Question

In my Class X I post a Notification like this:

[[NSNotificationCenter defaultCenter] addObserver:viewController 
                                             selector:@selector(doThis:) 
                                                 name:@"myNotification" 
                                               object:nil];
    [[NSNotificationCenter defaultCenter] postNotificationName:@"myNotification" object:nil];

In my Class Y I recieve it like this:

- (void) doThis: (NSNotification *) notification {
NSLog(@"It works.");
[uiTextView resignFirstResponder]; }

The console shows the NSLog message but my UITextView does not hide its keyboard. (In e.g. viewDidLoad the resignFirstResponder/becomeFirstResponder works.)
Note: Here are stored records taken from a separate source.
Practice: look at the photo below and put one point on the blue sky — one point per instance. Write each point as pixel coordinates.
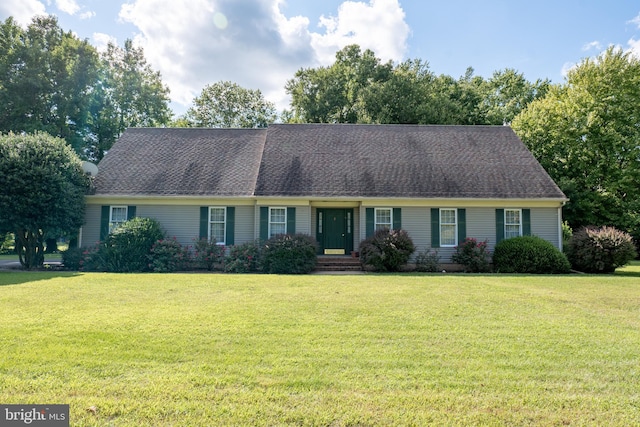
(259, 44)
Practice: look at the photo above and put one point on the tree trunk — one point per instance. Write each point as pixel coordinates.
(30, 248)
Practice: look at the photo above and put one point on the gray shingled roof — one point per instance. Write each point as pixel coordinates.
(161, 161)
(322, 160)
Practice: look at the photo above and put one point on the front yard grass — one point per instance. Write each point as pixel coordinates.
(217, 349)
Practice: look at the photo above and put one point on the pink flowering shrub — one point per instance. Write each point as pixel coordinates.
(473, 256)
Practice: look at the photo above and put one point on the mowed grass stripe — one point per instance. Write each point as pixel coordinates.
(214, 349)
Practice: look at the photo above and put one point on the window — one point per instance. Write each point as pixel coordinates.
(448, 227)
(277, 221)
(512, 223)
(383, 218)
(217, 224)
(117, 215)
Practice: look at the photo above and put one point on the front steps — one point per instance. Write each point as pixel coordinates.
(338, 263)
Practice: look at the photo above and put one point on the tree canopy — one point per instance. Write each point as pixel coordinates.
(586, 134)
(42, 188)
(228, 105)
(53, 82)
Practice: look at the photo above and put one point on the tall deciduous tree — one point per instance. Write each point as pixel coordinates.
(47, 77)
(227, 105)
(586, 133)
(42, 188)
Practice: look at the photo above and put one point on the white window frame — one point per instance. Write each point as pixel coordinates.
(224, 222)
(507, 235)
(271, 209)
(115, 223)
(449, 224)
(376, 224)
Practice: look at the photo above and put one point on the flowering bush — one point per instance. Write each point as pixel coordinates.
(600, 250)
(207, 254)
(244, 258)
(472, 255)
(386, 250)
(168, 255)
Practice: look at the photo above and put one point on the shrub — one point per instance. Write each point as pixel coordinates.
(169, 255)
(472, 255)
(244, 258)
(428, 262)
(386, 250)
(207, 254)
(73, 258)
(600, 250)
(529, 254)
(289, 254)
(126, 249)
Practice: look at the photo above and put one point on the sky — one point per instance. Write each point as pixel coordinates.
(260, 44)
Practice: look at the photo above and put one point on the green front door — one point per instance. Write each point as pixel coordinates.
(334, 231)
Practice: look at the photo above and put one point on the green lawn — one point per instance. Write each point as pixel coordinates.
(215, 349)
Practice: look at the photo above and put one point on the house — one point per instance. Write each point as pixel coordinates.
(335, 182)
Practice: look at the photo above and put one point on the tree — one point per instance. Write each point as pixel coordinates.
(585, 133)
(129, 94)
(42, 189)
(227, 105)
(47, 77)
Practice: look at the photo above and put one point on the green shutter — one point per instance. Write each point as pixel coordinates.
(435, 227)
(291, 220)
(499, 225)
(462, 225)
(369, 229)
(526, 222)
(264, 223)
(397, 218)
(104, 222)
(204, 222)
(231, 225)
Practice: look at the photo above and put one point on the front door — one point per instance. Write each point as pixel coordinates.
(334, 231)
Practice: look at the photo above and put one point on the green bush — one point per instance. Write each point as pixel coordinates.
(289, 254)
(428, 262)
(126, 249)
(208, 254)
(600, 250)
(529, 254)
(473, 256)
(73, 258)
(387, 250)
(169, 255)
(244, 258)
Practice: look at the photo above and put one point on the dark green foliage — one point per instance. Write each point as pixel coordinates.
(428, 262)
(386, 250)
(169, 255)
(600, 250)
(529, 254)
(289, 254)
(244, 258)
(473, 256)
(73, 258)
(126, 249)
(208, 254)
(42, 189)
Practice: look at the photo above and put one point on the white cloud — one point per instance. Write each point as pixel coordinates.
(593, 45)
(258, 47)
(101, 40)
(378, 25)
(21, 10)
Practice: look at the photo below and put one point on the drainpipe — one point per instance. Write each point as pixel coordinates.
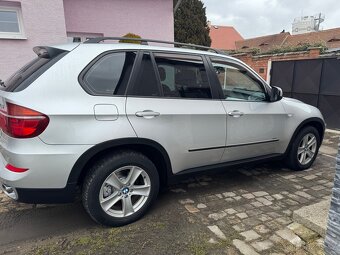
(332, 244)
(177, 5)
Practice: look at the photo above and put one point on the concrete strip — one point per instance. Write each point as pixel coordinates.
(314, 216)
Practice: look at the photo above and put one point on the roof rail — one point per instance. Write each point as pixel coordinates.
(146, 41)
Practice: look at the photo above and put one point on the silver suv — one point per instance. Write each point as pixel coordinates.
(118, 121)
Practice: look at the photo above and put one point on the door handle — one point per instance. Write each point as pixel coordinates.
(148, 114)
(235, 114)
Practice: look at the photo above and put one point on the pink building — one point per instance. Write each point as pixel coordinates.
(27, 23)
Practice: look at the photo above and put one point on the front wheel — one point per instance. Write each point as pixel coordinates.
(120, 188)
(304, 149)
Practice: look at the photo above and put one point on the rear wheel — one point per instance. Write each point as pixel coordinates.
(120, 188)
(304, 149)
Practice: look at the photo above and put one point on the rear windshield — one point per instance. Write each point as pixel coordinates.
(22, 78)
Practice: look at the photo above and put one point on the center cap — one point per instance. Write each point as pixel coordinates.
(125, 190)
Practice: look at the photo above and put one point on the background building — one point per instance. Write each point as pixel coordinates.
(224, 37)
(307, 24)
(26, 23)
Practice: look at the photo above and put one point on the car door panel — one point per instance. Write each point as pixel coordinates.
(255, 126)
(257, 132)
(172, 104)
(189, 130)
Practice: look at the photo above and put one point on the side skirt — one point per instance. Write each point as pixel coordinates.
(221, 167)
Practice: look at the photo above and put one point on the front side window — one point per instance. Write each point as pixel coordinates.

Is there any special thing I need to do?

Was it helpful?

Solution

As Conrad says, observers should be added and removed by themselves...

Use the best practice to define the name of the notifications as static constants like follows:

static NSString *const kMyNotification = @"myNotification";

Why? because there is a risk that both @"myNotification" might be two different objects and then the notificationName is different and you won't receive the notification. Since I always declare them as static constants I have never had issues with NSNotifications.

Then use it like this:

To register the observer

[[NSNotificationCenter defaultCenter] addObserver: self 
                                         selector: @selector(doThis:) 
                                             name: kMyNotification 
                                           object: nil];

To post the notification

[[NSNotificationCenter defaultCenter] postNotificationName: kMyNotification 
                                                    object: nil];

To remove the observer:

[[NSNotificationCenter defaultCenter] removeObserver: self];

OTHER TIPS

FWIW, in most, but not all, cases, observers should be added and removed by the observer itself, not by a separate object. (What happens if the observer goes away before the separate object, and fails to have the observer properly removed? Or vice-versa? It makes it all too easy to either leak observers or crash on notifications to deallocated objects.)

Anyhow, first thing's first: have you verified that uiTextView is not nil and points at the first responder? I rather suspect that uiTextView is not what you think it is.